En segundo lugar, esta representación se produce en un contexto en el que se espera encontrar conjuntos de significados y sentidos compartidos; su eficacia proviene en parte de la capacidad para interpelar colectividades e individuos “haciendo sentido”. Sin embargo, los significados son múltiples y se comparten de manera desigual. Lo que se produce no es un consenso de sentido, sino un idioma común con sentidos múltiples y manipulables. Lomnitz ha propuesto la noción de cultura de relaciones sociales como un “idioma” que se construye a partir de distintos sistemas culturales en interacción -en contextos de relaciones de poder-. Se puede decir que los elementos del discurso étnico son considerados “idioma”,9 tal como lo sugiere, y que éste tiene sentido para ciertos grupos humanos en un momento particular de su historia por relacionar el idioma común -en particular, su imaginario- con algunas experiencias históricas particulares.10

Es de subrayar que esta representación o invocación de la etnicidad se encuentra relacionada con los usos11 actuales de dicho discurso, es decir, con procesos de manipulación, especialmente por la producción de movilización y protesta en contextos sociales de negociación y lucha.12 De alguna manera, el interés de Barth por el tema de las fronteras está conectado con la producción de etnicidad: la identidad no es producto de la particularidad sino del encuentro con los otros y el establecimiento de diferencias; sin embargo, no vinculó del todo esta preocupación con el problema de las relaciones de poder.

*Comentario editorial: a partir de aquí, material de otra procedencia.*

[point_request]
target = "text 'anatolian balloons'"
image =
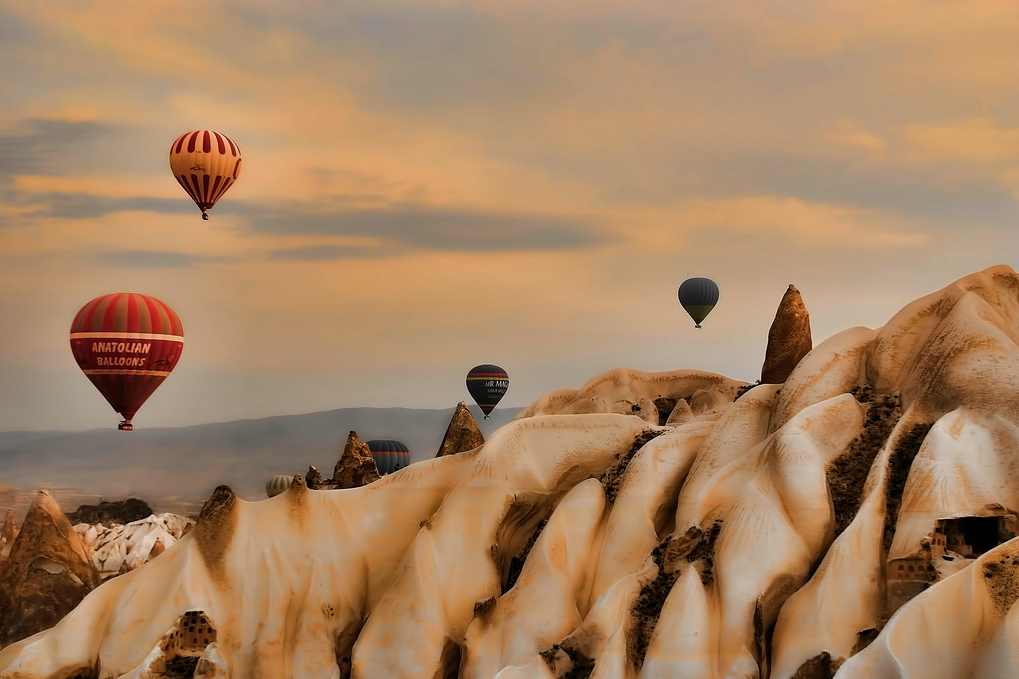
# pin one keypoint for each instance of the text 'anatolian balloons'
(126, 345)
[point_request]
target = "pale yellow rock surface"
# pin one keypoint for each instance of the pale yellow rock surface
(674, 565)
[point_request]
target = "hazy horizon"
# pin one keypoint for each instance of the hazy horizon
(432, 186)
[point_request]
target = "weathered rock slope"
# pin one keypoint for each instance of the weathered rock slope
(856, 521)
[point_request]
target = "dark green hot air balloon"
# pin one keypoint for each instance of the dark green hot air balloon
(277, 484)
(389, 455)
(698, 297)
(487, 384)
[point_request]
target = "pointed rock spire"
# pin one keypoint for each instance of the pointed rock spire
(7, 535)
(789, 340)
(463, 433)
(314, 478)
(356, 467)
(48, 573)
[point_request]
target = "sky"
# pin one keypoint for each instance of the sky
(433, 185)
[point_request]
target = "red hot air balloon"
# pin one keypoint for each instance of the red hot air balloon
(206, 163)
(126, 344)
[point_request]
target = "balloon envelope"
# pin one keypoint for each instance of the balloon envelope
(277, 484)
(206, 164)
(487, 384)
(389, 455)
(126, 345)
(698, 297)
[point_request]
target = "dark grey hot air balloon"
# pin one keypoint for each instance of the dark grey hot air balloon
(389, 455)
(698, 297)
(487, 384)
(277, 484)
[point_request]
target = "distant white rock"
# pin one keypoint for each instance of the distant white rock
(129, 545)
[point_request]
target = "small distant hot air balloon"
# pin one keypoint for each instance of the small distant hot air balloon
(698, 297)
(487, 384)
(206, 163)
(277, 484)
(126, 344)
(389, 456)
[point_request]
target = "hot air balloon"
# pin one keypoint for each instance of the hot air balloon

En el presente artículo se propone que la identidad no es un atributo intrínseco ni a la lengua, ni a la cultura, ni a la historia de los grupos sociales; por el contrario, se produce como parte de la competencia actual por la movilización y la representación del mundo social, y se produce dentro de los márgenes de lo que se podría llamar el campo del imaginario, utilizando ciertos idiomas y ciertas tecnologías de la identidad. Para el ejemplo de la etnicidad en México es fundamental la presencia en el imaginario colectivo -en el “sentido común”- de la diferenciación “indio-no indio”, y de su vinculación en algunas narrativas tanto con las fuentes de la “nación” como con ciertas formas subordinadas. Invocar a la etnicidad hoy resulta una consecuencia, congruente con la larga historia del imaginario sociopolítico y continuación del mismo. La etnicidad, como representación, es una invocación “profunda” de dicho imaginario en México; se lleva a cabo con el fin de generar una colectividad movilizada para legitimar posiciones políticas actuales fundadas en la idea de un derecho evidente a la particularidad y a la diferencia. En este sentido, el discurso no proviene de donde dice provenir -es decir, de la particularidad cultural referida- sino que se forma como parte del entramado de luchas de poder contemporáneas. La etnicidad se produce, por su uso, como una ideología pragmática (Friedrich, 1989).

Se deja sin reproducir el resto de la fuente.